Three reasons, in increasing order of how much they’re actually lychee’s fault.
They started as crawlers; lychee started as a stream.
Every tool above has a back-edge in its core data structure. lychee’s core was a DAG optimized for the 99% case (a list of files/URLs, checked once, fast). Retrofitting a cycle onto a pipeline is much harder than having one from the start. The problem is architectural in nature.
The frontier and the rate-limiter must be different objects.
muffet (set + semaphore), LinkChecker (unbounded queue + thread count), linkinator (p-queue + delayCache), BLC (request queue + maxSockets) all keep “what to do next” separate from “how fast to go.” lychee’s early attempts tried to make one bounded channel serve both roles, and a cycle through a bounded channel deadlocks. The fix (lychee’s HostPool plus a WaitGroup over an unbounded work source) is the same separation we’re aiming for now.
Single-threaded runtimes get dedup for free.
Both Node tools dedup with a plain Set and zero locking, because the event loop serializes access. Go and Python pay a mutex. Rust pays a mutex and fights the borrow checker about who owns the shared state across tokio::spawn. That’s the ~30% “Rust tax” I estimated last time: not the algorithm, but the friction of expressing shared mutable frontier state under Send + 'static.
None of this is a knock on lychee’s design. A unidirectional stream is the right call for the common, non-recursive case: it’s why lychee is fast and why the 30% channel regression from Attempt 2 was a dealbreaker. The other tools pay for their back-edge on every run, recursive or not. lychee refused to, and that principle is exactly why recursion took five years and why, when it lands, it won’t slow down the path everyone actually uses. I believe that we can have our cake and eat it too: a crawler architecture that supports recursion without sacrificing the speed of a one-shot pipeline. But it’s a harder problem than just “copy what they do,” because most link checkers didn’t start with uncompromising performance as their top goal.
Key takeaways
- There is no secret sauce. Every recursive checker is a worklist plus a visited set plus a quiescence detector. The “trick” is being shaped like a crawler from commit one.
- Termination is always the same idea wearing different clothes:
sync.WaitGroup(muffet), joinable-queue counter (LinkChecker),queue.onIdle()(linkinator), queue-drain events (BLC),WaitGroup(lychee 2026). All of them are distributed termination detection. - Dedup belongs at enqueue, before the request.
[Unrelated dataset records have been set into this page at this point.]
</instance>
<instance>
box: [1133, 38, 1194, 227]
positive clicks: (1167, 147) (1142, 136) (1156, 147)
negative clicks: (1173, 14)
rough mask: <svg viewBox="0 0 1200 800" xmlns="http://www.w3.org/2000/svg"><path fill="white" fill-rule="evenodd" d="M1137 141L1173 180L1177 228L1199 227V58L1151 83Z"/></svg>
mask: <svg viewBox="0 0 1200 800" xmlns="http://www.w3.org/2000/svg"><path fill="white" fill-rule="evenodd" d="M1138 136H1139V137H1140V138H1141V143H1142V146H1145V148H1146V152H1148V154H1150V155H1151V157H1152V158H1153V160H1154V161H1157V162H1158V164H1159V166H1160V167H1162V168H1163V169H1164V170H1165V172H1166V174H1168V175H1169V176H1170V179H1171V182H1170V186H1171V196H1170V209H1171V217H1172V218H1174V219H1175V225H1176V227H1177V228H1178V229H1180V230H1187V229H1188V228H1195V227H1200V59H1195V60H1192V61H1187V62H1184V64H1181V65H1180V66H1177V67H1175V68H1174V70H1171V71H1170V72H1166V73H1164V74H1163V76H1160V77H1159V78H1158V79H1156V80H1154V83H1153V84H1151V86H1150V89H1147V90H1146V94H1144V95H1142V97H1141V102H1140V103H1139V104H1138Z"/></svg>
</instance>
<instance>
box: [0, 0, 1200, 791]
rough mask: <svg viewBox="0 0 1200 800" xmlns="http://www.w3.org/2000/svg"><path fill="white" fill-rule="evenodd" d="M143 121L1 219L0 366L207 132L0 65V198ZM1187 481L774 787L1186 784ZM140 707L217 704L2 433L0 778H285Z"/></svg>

Marking a URL visited after checking it (what lychee did for four attempts) is the bug. Everyone else claims the URL the moment it enters the frontier.
- Separate the frontier from the rate limiter. A bounded channel that is both your queue and your backpressure will deadlock the instant you add a cycle.
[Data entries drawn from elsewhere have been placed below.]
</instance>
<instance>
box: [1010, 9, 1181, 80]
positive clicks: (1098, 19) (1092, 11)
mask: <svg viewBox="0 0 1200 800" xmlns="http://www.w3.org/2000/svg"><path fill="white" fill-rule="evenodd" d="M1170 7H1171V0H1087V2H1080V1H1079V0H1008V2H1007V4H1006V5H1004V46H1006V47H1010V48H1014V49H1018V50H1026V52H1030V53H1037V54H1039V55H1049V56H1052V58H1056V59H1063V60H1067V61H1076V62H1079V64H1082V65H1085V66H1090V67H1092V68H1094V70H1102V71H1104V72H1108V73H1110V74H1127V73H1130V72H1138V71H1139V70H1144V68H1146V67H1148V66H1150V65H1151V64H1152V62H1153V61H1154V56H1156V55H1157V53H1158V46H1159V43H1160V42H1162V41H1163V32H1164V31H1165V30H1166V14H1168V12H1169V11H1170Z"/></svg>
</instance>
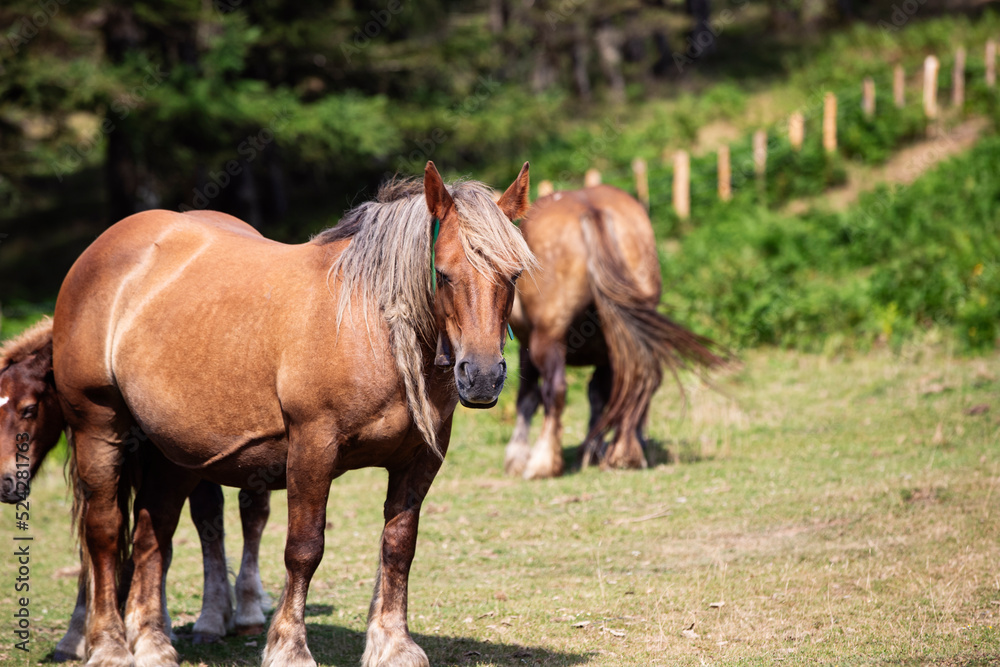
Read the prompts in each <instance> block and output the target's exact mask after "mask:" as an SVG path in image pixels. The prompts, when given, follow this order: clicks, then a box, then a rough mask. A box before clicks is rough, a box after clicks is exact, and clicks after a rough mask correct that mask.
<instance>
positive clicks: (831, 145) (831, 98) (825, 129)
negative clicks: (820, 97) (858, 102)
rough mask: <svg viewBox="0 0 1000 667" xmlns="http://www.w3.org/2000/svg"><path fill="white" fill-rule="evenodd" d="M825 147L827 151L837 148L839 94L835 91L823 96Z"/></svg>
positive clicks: (836, 148)
mask: <svg viewBox="0 0 1000 667" xmlns="http://www.w3.org/2000/svg"><path fill="white" fill-rule="evenodd" d="M823 148H824V149H825V150H826V152H827V153H832V152H834V151H835V150H837V96H836V95H834V94H833V93H827V94H826V96H825V97H824V98H823Z"/></svg>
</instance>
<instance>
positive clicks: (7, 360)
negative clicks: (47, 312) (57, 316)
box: [0, 315, 52, 371]
mask: <svg viewBox="0 0 1000 667" xmlns="http://www.w3.org/2000/svg"><path fill="white" fill-rule="evenodd" d="M51 342H52V318H51V317H49V316H47V315H46V316H45V317H43V318H42V319H41V320H39V321H38V322H36V323H35V324H33V325H32V326H30V327H28V329H26V330H25V331H24V332H23V333H22V334H20V335H19V336H17V337H16V338H12V339H10V340H9V341H7V342H6V343H4V344H3V346H0V371H3V370H6V369H7V368H8V367H10V366H12V365H13V364H16V363H18V362H21V361H24V360H25V359H27V358H28V357H30V356H31V355H33V354H35V353H36V352H38V351H39V350H41V349H42V348H44V347H45V346H46V345H48V344H50V343H51Z"/></svg>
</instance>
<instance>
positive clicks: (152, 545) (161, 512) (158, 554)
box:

- There is no free lunch. Node’s single thread makes dedup trivial at the cost of performance; Go’s goroutines and
WaitGroupmake termination trivial at the cost of a runtime; Rust gives you neither for free but hands you a compiler that refuses to let the races compile and you can get the network card to glow if you know exactly what you are doing.
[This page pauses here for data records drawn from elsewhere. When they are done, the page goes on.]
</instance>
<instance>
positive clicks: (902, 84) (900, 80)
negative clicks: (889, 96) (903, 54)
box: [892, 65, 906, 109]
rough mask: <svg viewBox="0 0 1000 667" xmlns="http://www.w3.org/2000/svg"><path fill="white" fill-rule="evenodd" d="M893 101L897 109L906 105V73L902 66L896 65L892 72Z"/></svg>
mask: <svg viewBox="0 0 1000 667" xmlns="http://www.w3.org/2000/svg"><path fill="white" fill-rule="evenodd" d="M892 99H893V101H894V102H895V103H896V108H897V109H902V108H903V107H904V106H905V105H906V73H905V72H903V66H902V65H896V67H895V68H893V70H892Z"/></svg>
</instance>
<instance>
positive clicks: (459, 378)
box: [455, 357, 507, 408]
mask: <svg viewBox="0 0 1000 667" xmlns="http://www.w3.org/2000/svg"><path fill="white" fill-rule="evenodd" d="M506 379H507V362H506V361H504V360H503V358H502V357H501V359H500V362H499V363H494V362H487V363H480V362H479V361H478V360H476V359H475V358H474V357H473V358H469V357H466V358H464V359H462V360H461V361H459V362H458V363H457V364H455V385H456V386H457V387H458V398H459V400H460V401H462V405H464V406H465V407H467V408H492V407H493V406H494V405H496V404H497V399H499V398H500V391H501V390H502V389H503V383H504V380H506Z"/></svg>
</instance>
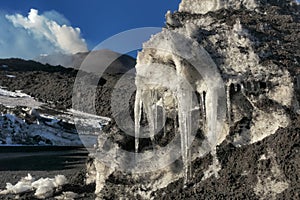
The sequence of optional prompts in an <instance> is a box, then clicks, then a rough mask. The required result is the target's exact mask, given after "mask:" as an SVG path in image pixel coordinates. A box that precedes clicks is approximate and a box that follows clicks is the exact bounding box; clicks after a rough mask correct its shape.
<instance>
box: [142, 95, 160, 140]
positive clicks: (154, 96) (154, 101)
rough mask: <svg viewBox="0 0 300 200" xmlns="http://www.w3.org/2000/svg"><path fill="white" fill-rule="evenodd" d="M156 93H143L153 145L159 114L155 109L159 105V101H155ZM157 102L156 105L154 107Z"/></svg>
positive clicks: (144, 105)
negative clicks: (155, 127) (158, 115)
mask: <svg viewBox="0 0 300 200" xmlns="http://www.w3.org/2000/svg"><path fill="white" fill-rule="evenodd" d="M154 93H155V92H154V91H151V90H145V91H143V94H142V96H143V105H144V107H145V111H146V114H147V120H148V124H149V132H150V138H151V141H152V144H154V136H155V126H157V125H156V123H157V112H156V113H155V110H156V109H157V108H155V107H156V106H157V105H156V103H157V100H155V99H154V97H155V94H154ZM154 102H155V105H154Z"/></svg>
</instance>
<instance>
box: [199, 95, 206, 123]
mask: <svg viewBox="0 0 300 200" xmlns="http://www.w3.org/2000/svg"><path fill="white" fill-rule="evenodd" d="M200 104H201V116H202V122H203V127H205V124H206V111H205V97H204V92H201V93H200Z"/></svg>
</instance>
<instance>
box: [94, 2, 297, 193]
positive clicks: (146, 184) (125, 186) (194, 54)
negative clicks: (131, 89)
mask: <svg viewBox="0 0 300 200" xmlns="http://www.w3.org/2000/svg"><path fill="white" fill-rule="evenodd" d="M287 8H288V10H287ZM273 18H276V19H277V21H276V20H275V19H273ZM298 19H299V6H297V5H296V3H295V1H288V0H286V1H285V0H283V1H263V0H251V1H238V0H227V1H226V0H224V1H221V0H219V1H218V0H215V1H214V0H207V1H200V0H199V1H190V0H183V1H182V2H181V4H180V6H179V12H175V13H173V14H172V13H170V12H168V13H167V14H166V25H167V27H166V28H165V29H163V31H162V32H161V33H158V34H156V35H154V36H153V37H152V38H151V39H150V40H149V41H148V42H146V43H145V44H144V46H143V50H142V51H141V52H140V53H139V55H138V60H137V65H136V70H137V77H136V86H137V92H136V99H135V113H134V118H135V127H134V129H135V130H134V133H135V139H134V138H132V137H127V136H126V135H125V134H126V133H122V131H121V130H120V129H118V127H117V125H116V124H113V123H112V124H111V125H110V126H109V127H110V128H108V130H106V131H105V133H104V134H107V135H109V139H108V141H105V142H103V141H102V140H101V138H102V136H101V137H99V141H100V142H99V146H98V149H99V151H101V150H103V149H105V148H108V149H110V151H109V154H107V155H108V157H109V158H111V159H112V162H111V163H112V165H111V166H112V167H111V168H110V170H111V171H110V170H109V169H106V170H103V167H104V165H105V164H107V163H104V162H102V160H101V159H98V158H97V157H96V162H95V165H96V167H95V168H96V170H97V168H98V169H99V170H100V171H97V173H98V175H97V177H96V184H97V186H99V187H98V190H97V193H98V194H99V197H102V196H103V194H104V193H102V192H103V191H105V188H107V187H112V188H113V186H107V185H106V184H107V182H105V180H106V179H107V177H114V178H115V179H118V180H119V179H121V180H122V178H123V179H126V180H127V181H128V182H131V181H132V182H134V183H135V184H132V185H130V186H124V188H125V189H124V190H125V191H126V192H125V193H126V194H128V195H131V194H132V193H134V192H135V193H138V194H139V195H140V196H143V197H144V198H150V196H151V195H150V194H151V193H152V195H153V196H155V191H157V190H160V189H161V188H165V187H166V186H170V185H172V184H170V183H172V182H176V183H179V182H180V181H181V180H183V182H184V183H185V184H186V185H188V184H189V183H191V181H192V183H191V184H193V187H195V188H197V187H198V186H199V185H205V183H209V181H210V180H218V179H220V178H222V180H224V179H225V178H224V169H226V170H227V171H230V169H227V167H228V166H227V165H226V162H225V161H224V159H223V158H222V157H220V156H218V155H220V153H219V152H220V151H221V150H220V149H219V148H220V146H222V148H223V149H225V150H228V149H230V148H236V149H239V148H240V149H242V150H237V151H243V150H244V149H247V148H254V146H255V145H259V143H261V142H262V141H264V140H267V139H268V138H270V137H275V136H274V135H276V134H279V132H280V131H282V130H286V129H288V128H289V127H291V124H293V123H294V124H295V123H296V122H295V121H294V120H295V115H297V113H296V112H294V111H296V110H297V109H299V103H298V101H299V99H300V98H299V96H298V94H297V92H298V91H299V88H298V89H297V87H295V85H297V81H298V83H299V80H297V75H299V73H300V71H299V59H300V58H299V55H300V54H299V53H300V52H299V41H300V40H299V39H300V38H299V31H298V30H299V27H300V25H299V20H298ZM285 29H288V31H285ZM296 47H297V48H296ZM294 51H295V53H291V52H294ZM165 122H166V123H165ZM145 124H146V125H148V126H145ZM145 127H146V128H145ZM162 127H163V128H162ZM171 133H172V134H171ZM174 135H175V136H174ZM146 136H147V137H146ZM196 136H197V137H196ZM141 138H143V139H141ZM144 138H147V139H144ZM172 139H173V140H176V141H177V142H178V141H179V142H178V143H176V144H177V145H178V146H179V147H178V149H175V150H174V149H173V151H166V154H169V155H170V157H172V156H175V155H174V154H176V153H177V154H178V153H179V154H180V156H179V158H178V157H177V158H178V159H175V160H174V161H175V162H173V163H171V164H170V165H165V168H156V167H157V165H158V164H157V163H159V164H167V163H168V162H169V157H163V156H164V155H165V154H159V153H160V151H164V150H165V149H164V147H165V146H168V145H166V143H167V144H169V143H170V142H171V141H172ZM177 139H178V140H177ZM124 144H125V145H124ZM226 145H227V146H226ZM122 149H123V150H124V149H125V150H127V151H130V152H135V153H136V154H137V155H135V157H134V156H132V157H130V156H129V157H125V158H124V155H125V154H120V152H123V151H122ZM225 150H224V151H225ZM151 151H154V152H155V153H156V156H157V157H156V160H154V159H153V160H151V156H153V155H152V154H150V152H151ZM228 151H229V150H228ZM249 151H250V150H249ZM226 153H228V154H230V153H229V152H225V153H224V154H226ZM177 154H176V156H177ZM236 154H238V153H236ZM131 155H133V153H132V154H131ZM139 155H143V157H142V156H139ZM176 156H175V157H176ZM247 156H249V157H250V155H246V154H245V155H244V157H247ZM251 156H252V155H251ZM253 156H254V157H257V156H255V155H253ZM141 157H142V158H144V159H145V161H148V160H147V159H149V160H151V161H152V163H151V164H152V166H150V165H149V166H150V167H152V169H156V170H153V171H151V170H149V168H146V167H145V166H148V165H141V164H140V163H139V161H140V160H139V159H141ZM161 157H163V158H164V159H161ZM233 157H234V156H233ZM97 159H98V160H97ZM122 159H123V160H122ZM199 160H200V161H199ZM203 160H204V161H206V163H205V162H203V163H202V161H203ZM254 160H255V159H254ZM156 161H157V162H156ZM199 162H201V164H199ZM227 162H228V163H229V162H230V160H227ZM237 162H238V161H237ZM239 162H242V161H241V160H240V161H239ZM272 162H273V160H272ZM274 162H275V161H274ZM111 163H110V164H111ZM128 163H131V164H132V163H135V164H136V165H130V164H128ZM195 163H198V164H199V165H197V167H198V169H194V170H192V169H191V165H193V164H195ZM237 165H238V164H237ZM249 165H250V164H249ZM108 166H109V165H108ZM123 166H130V167H131V171H130V170H129V171H130V172H127V171H125V172H124V171H122V169H123V168H122V167H123ZM141 166H142V167H144V168H142V169H144V171H145V173H142V174H141V173H139V174H135V172H136V171H137V168H139V169H140V168H141ZM274 166H277V164H276V163H275V164H274ZM252 167H253V166H252ZM245 168H247V167H245ZM253 168H255V167H253ZM198 170H199V171H201V173H200V172H199V171H198ZM222 170H223V177H220V174H222ZM238 170H241V169H238ZM248 170H250V171H251V170H252V171H253V170H254V169H252V168H251V169H248ZM264 170H268V169H264ZM276 170H277V168H276ZM195 171H198V172H199V173H198V174H197V175H198V176H202V177H201V178H199V177H196V175H194V176H193V172H195ZM254 171H255V170H254ZM131 173H132V174H131ZM228 173H229V172H228ZM257 173H259V175H261V174H262V172H261V171H260V172H257ZM99 174H101V176H100V175H99ZM245 174H247V173H246V172H245V173H244V172H243V173H242V172H241V173H240V174H239V175H237V176H246V175H245ZM275 174H276V176H277V177H280V181H279V182H278V181H277V182H276V181H273V182H274V184H275V185H276V183H278V184H279V185H281V187H280V188H281V189H280V193H274V191H273V190H271V189H270V188H269V187H270V183H272V184H273V182H272V181H262V178H261V177H260V176H259V180H260V181H259V183H258V184H257V185H256V186H254V185H251V184H249V187H248V186H244V185H243V186H241V185H239V186H238V187H247V190H250V191H255V192H252V194H251V195H253V196H251V195H250V194H249V198H254V197H255V195H257V194H264V195H265V192H268V191H271V192H273V193H274V194H272V195H273V196H272V195H271V196H272V197H276V195H278V194H281V193H282V192H284V191H285V190H287V188H288V184H287V183H288V181H287V180H286V178H285V177H284V176H283V175H280V176H279V175H278V174H279V173H275ZM227 179H230V180H231V177H229V178H228V177H227ZM269 179H270V178H269ZM179 180H180V181H179ZM238 180H240V179H238ZM216 182H217V181H215V182H214V184H215V183H216ZM228 182H230V181H228ZM104 183H106V184H104ZM264 184H265V185H264ZM266 184H267V185H266ZM212 185H213V184H212ZM213 186H214V185H213ZM213 186H211V187H213ZM170 187H173V186H170ZM199 187H200V186H199ZM203 187H204V186H203ZM203 187H202V190H200V193H201V192H202V191H204V190H205V188H204V189H203ZM187 188H188V186H187ZM264 188H267V189H266V190H264ZM164 190H166V191H168V190H171V189H170V188H167V189H161V190H160V191H161V193H160V194H164ZM187 190H188V191H189V193H188V194H187V195H190V193H193V194H194V195H195V196H196V195H199V196H201V195H200V194H198V193H197V191H196V189H195V191H192V189H189V188H188V189H187ZM132 191H134V192H132ZM205 191H206V190H205ZM212 193H213V192H212ZM220 193H221V194H220ZM220 193H219V196H213V195H212V196H211V198H222V197H223V198H225V197H224V196H226V195H224V194H223V193H224V192H223V193H222V191H220ZM169 195H170V196H172V194H169ZM237 196H238V195H237ZM183 197H184V196H183ZM188 197H190V198H193V197H191V196H188ZM202 197H203V196H202ZM226 197H227V198H228V196H226ZM237 198H242V197H241V196H238V197H237Z"/></svg>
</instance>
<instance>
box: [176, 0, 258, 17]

So when someone asks “how do other link checkers do recursion?”, the real answer is: they made it a part of the architecture from the beginning, and they leaned on a runtime (providing conveniences like a WaitGroup, a joinable queue, an idle promise) that solved termination without solving “distributed termination detection.”
Thanks to the maintainers of muffet, LinkChecker, linkinator, and broken-link-checker: reading your source is the clearest way to learn about crawler architecture out there and we’re all in this together, just with a different set of tradeoffs.